Indianapolis Cultural Trail South Street Dedication

As lead author of the three historical panels to be installed on the South Street Extension of the Indianapolis Cultural Trail, I was invited by cultural trail leader Kären Haley to give some brief remarks at the ribbon cutting on October 29, 2024.

The selection of the sites for the panels was a team effort. City archivist Jordan Ryan, Prof. Sue Hyatt, and I worked together, each of us contributing what we knew about an area that has been home to the Syrian Quarter, Union Station, and the Farmers Market. The draft panels shared below, which are yet to be edited and installed, explore each of those places along the South Street extension of the trail.

I tried to evoke the cultural diversity of South Street at the dedication ceremony:

Just over there [pointing to South and Illinois], over 125 years ago, if you had gotten up early enough in the morning, you would discover Arabic-speaking women from what today are the countries of Syria and Lebanon. There was a lumber yard, and they came to gather scraps for their wood-burning stoves in their cramped town homes in the city’s Syrian Quarter, located somewhere near the 50-yard line inside Lucas Oil Stadium. Those women may have been humming, softly, and sometimes they were known to sing Arabic folk songs as they went about their work.

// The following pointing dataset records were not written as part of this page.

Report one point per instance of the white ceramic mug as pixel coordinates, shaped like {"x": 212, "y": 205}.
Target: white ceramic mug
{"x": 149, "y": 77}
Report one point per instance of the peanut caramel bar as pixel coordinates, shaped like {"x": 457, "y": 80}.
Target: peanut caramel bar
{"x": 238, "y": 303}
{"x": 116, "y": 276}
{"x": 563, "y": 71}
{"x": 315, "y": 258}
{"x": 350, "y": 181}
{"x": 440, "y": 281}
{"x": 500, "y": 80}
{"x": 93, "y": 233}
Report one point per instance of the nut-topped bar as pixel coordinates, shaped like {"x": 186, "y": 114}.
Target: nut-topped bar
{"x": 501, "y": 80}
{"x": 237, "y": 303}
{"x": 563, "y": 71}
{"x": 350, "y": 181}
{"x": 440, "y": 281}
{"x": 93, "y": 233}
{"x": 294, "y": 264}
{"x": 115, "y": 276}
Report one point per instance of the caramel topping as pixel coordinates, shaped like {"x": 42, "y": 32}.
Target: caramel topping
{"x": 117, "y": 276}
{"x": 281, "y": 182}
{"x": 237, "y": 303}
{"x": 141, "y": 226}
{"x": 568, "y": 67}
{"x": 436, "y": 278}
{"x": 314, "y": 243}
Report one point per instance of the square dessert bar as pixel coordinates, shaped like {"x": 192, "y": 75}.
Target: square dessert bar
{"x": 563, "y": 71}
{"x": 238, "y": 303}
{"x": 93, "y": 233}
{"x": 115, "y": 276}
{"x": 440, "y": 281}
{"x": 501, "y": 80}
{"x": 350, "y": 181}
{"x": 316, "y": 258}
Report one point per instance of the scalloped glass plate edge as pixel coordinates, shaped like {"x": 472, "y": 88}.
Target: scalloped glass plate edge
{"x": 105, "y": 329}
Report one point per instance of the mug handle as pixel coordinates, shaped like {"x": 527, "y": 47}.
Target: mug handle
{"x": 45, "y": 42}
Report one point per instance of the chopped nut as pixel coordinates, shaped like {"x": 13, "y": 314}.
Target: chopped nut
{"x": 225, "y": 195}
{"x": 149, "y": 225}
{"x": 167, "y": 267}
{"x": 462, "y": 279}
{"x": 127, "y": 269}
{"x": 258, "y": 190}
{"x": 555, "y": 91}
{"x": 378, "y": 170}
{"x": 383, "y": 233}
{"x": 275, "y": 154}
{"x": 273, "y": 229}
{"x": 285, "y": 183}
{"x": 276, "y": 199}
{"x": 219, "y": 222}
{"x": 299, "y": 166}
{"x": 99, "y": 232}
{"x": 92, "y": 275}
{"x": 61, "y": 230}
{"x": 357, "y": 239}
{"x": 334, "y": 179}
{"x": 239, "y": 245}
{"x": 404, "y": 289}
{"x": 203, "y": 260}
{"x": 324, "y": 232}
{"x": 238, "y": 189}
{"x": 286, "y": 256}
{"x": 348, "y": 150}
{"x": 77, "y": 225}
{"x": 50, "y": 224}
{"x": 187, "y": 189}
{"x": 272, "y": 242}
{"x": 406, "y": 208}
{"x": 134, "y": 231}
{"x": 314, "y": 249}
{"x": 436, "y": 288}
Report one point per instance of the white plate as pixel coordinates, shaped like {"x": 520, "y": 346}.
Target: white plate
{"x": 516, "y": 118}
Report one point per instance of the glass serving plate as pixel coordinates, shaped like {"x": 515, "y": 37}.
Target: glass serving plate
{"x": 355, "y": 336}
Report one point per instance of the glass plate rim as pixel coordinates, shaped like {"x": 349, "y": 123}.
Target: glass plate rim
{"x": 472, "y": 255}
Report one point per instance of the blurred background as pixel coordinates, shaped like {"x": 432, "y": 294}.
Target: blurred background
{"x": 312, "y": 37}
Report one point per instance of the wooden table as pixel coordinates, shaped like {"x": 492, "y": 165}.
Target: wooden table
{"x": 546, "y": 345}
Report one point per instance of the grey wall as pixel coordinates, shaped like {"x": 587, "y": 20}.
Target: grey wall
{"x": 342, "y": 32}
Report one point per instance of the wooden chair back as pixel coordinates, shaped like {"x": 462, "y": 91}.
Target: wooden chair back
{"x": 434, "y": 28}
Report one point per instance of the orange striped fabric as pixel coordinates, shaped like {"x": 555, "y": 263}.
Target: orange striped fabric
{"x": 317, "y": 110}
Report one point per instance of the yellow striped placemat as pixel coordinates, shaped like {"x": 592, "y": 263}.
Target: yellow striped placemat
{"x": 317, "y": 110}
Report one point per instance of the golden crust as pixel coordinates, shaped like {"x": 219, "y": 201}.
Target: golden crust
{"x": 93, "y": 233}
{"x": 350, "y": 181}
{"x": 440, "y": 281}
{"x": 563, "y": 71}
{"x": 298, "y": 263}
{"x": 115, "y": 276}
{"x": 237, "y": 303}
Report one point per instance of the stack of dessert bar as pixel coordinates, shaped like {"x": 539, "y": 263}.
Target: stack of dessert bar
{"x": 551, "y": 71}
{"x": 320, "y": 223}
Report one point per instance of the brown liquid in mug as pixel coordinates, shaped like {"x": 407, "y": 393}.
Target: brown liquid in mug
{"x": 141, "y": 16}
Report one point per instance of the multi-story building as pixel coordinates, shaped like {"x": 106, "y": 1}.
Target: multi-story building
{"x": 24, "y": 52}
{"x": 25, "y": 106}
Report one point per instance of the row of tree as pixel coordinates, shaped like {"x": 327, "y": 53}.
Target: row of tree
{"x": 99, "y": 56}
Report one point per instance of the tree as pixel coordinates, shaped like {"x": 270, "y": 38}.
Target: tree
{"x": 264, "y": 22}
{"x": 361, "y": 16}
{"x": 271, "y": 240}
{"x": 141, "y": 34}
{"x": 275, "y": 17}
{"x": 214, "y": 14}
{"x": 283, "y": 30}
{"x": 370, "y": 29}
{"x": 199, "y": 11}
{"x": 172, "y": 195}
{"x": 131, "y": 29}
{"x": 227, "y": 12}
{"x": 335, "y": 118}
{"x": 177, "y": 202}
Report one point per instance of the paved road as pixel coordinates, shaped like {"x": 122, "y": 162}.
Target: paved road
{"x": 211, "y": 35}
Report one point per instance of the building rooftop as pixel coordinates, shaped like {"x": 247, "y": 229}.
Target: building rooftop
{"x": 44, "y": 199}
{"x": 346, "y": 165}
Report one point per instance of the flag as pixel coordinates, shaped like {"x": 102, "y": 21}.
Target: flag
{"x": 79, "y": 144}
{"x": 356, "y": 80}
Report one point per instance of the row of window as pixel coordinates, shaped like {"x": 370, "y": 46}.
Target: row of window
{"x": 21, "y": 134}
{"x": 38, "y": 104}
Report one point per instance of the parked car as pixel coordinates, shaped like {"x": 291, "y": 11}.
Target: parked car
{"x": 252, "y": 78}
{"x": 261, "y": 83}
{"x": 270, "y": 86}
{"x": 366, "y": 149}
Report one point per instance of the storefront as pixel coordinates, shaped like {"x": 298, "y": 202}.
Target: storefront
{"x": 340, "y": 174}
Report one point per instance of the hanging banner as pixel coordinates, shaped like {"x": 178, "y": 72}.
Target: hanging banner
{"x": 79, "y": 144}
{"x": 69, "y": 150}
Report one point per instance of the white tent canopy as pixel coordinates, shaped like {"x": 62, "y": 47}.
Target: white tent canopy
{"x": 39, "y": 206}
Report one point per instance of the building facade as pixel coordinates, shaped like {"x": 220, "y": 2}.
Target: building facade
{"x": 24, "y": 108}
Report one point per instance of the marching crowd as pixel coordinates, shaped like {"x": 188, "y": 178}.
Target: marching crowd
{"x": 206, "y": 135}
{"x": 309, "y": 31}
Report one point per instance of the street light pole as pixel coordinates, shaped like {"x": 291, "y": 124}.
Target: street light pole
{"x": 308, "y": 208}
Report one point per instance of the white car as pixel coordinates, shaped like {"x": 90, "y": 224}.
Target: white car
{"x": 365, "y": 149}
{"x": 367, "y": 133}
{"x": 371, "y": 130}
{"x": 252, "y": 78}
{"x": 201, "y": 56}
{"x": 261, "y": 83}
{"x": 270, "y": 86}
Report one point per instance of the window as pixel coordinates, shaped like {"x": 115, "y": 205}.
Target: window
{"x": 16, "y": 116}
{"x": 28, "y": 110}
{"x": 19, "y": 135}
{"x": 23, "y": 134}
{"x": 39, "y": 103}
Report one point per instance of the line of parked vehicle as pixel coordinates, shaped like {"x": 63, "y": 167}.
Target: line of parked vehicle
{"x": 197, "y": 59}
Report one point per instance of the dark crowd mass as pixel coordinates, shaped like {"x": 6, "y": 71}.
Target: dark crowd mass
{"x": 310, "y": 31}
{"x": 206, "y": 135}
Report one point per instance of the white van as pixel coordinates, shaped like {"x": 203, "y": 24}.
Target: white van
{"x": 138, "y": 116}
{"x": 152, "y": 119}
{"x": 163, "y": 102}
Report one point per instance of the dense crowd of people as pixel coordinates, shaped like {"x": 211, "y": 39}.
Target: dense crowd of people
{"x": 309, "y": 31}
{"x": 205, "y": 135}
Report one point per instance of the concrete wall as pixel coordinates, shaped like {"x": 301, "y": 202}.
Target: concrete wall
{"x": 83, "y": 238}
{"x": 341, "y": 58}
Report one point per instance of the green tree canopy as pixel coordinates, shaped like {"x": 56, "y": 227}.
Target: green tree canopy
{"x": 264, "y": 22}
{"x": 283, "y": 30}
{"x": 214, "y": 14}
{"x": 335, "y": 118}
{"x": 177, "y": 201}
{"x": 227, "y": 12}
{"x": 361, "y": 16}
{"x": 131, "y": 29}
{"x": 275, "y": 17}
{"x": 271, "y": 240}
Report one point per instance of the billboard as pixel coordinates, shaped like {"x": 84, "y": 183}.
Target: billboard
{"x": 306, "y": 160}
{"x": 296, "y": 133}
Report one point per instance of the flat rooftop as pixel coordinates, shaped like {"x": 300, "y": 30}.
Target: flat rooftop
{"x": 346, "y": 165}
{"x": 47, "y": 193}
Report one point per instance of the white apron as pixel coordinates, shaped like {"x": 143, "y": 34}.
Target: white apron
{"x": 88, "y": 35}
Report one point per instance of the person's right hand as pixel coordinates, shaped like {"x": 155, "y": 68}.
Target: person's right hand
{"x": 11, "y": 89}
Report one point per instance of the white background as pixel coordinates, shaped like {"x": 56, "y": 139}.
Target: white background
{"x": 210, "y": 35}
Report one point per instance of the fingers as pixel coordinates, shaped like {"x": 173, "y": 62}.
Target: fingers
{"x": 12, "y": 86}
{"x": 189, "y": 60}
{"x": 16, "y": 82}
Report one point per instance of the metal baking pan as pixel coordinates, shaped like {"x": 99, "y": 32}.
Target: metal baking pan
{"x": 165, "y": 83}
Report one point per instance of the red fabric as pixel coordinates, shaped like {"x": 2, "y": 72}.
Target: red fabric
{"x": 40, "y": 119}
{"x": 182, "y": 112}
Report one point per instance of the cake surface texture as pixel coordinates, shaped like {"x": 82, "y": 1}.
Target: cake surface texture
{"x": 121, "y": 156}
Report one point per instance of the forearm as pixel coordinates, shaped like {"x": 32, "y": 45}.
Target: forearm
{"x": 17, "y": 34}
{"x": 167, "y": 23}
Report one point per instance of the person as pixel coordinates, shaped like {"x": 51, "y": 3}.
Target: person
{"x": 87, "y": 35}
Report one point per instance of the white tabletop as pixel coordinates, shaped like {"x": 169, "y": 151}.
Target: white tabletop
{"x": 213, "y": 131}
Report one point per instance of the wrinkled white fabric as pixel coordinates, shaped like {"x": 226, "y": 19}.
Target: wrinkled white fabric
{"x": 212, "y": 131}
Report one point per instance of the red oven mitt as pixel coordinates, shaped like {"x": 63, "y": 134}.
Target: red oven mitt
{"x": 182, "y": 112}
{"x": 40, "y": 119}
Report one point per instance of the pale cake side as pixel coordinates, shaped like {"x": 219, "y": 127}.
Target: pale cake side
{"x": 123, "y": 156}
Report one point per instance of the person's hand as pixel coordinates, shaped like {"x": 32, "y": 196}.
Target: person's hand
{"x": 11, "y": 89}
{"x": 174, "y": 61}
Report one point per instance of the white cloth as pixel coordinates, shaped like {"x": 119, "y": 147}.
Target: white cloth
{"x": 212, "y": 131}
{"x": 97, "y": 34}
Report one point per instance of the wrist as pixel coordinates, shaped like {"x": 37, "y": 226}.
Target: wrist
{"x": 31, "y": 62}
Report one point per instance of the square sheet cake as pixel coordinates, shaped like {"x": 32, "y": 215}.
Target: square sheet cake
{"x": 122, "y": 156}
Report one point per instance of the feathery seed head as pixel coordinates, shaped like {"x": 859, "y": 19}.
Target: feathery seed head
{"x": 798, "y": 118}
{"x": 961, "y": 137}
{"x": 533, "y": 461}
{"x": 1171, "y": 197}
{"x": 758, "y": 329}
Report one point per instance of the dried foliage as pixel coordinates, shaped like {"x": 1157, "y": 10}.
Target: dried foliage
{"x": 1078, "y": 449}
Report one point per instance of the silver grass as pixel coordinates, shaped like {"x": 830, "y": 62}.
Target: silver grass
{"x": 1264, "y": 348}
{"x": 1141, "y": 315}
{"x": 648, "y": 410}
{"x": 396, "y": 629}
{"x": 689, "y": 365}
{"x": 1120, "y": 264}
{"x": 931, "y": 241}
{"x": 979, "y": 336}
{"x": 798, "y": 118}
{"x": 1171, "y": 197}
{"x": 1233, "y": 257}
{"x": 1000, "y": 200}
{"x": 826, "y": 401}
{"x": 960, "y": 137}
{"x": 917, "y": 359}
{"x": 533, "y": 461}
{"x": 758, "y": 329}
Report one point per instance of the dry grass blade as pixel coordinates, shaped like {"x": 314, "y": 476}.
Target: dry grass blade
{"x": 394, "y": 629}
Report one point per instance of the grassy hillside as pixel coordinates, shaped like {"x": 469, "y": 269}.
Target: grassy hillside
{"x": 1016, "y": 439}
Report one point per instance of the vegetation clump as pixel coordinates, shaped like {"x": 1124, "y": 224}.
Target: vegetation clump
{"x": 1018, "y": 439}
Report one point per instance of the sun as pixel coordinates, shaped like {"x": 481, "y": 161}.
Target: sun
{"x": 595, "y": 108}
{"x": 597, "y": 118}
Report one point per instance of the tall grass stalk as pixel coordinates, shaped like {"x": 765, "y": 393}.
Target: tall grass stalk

That’s just one example of the many cultural traditions part of South Street’s history.

The expansion of the Indianapolis Cultural Trail acknowledges the many immigrant cultures that made South Street the international hub of our city. In the early 1900s, millions of passenger per year would arrive and depart through Union Depot. In this place you would have heard every language spoken in Indianapolis—from Ladino and Yiddish to Chinese, Spanish, Greek, Slovenian, Polish, Romanian, Russian, Hungarian, and more. They brought their music and dancing to this place, too—when you entered Union Station you’d sometimes hear an Italian band of tuxedo-clad men striking up a tune. And if you continued along South Street both in distance and time you would have also discovered the city’s bustling Farmers Market, where residents purchased the ingredients they needed for their recipes from around the world.

The South Street expansion of the Cultural Trail helps us remember our true identity as a city. From the Miami, Potawatomi, and Shawnee to African Americans, European, Latin American, Middle Eastern, and Asian immigrants, and other groups, we have always been multi-religious, multi-lingual, multi-racial, and multi-ethnic. The South Street expansion reconnects us to this richly diverse past, making us a more welcoming city for all our people, today and in the future.